Ethics grand rounds explores privacy policies
Which will it be, a stumbling block or a stepping stone to privacy?
That was the question at the Fall Ethics Grand Rounds on Monday as ethicists, physicians and managers discussed new patient privacy guidelines imposed by the federal Health Insurance Portability and Accountability Act (HIPAA), which are coming down the health care pike toward Vanderbilt and other medical centers, ETA April 2003.
The privacy rules are just one subject heading listed under Title II of the HIPAA “Administrative Simplification” regulations.
“These regulations stand to significantly change the way in which information is processed in the institution,” said Stuart Finder, Ph.D., assistant professor of Medical Ethics and Philosophy and director of Center for Clinical and Research Ethics.
According to Jim Hollender, Vanderbilt’s HIPAA manager, surveys suggest they’re needed: one showed that an average of 150 people see a patient’s medical records during a hospital stay, another found that 43 percent of patients think their records should not be used for research. Privacy issues extend outside hospitals: 35 percent of Fortune 500 companies review medical records during the hiring process.
“There are two issues in the privacy debate,” said Dr. Ellen Wright Clayton, professor of Pediatrics and Law and a grand round panel member. “People want information kept private, and people are deeply worried that information will be used in ways that will harm them.”
But enough bureaucratic hurdles already exist between physicians and their patients, said Dr. Keith Wrenn, professor and vice chairman of Emergency Medicine and another panel member. “Do people really understand that this will create a whole new infrastructure (to oversee the privacy regulations) and that it’s going to cost a lot of money?” Wrenn said.
Access to records might also hinder retrospective research, Wrenn said. “That worries me.”

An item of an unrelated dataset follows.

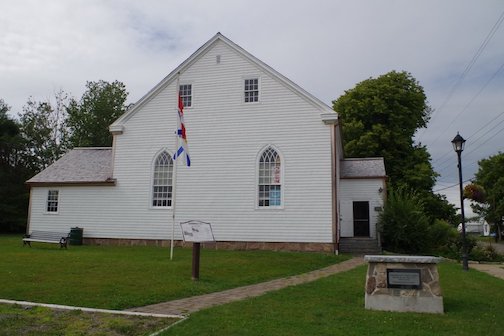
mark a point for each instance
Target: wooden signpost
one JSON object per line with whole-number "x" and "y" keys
{"x": 196, "y": 232}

Other physicians in attendance also expressed concern that more regulation equals more distance between care providers and patients, and between consulting physicians, that could stymie care.
Mark Bliton, Ph.D., assistant professor of Medical Ethics and Philosophy and chief of the Clinical Ethics Consultation Service, said, “it’s the tendency of an institutional culture to draw back and ask, ‘Why? Why should we have to make an account (for obtaining information) if we’re trying to do good for someone?’” But, he said, the regulations promise to provide “transparency,” methods of recording who taps into patient information and why, rather than limiting access on the front end.
Enforcement of the HIPAA rules is still unclear, Hollender said. The Joint Commission for Health Care Accreditation has already begun to fold some of the rules into their inspection list, he said. Vanderbilt has taken a positive step forward by dedicating staff, such as himself, to implementing and overseeing the rules, rather than piecing them together part-time, he said.
The bottom line, Clayton said, is that the regulations exist. “You can come down on the side of privacy or regulating use, but new technology can make it breathtakingly easy to get information about someone.”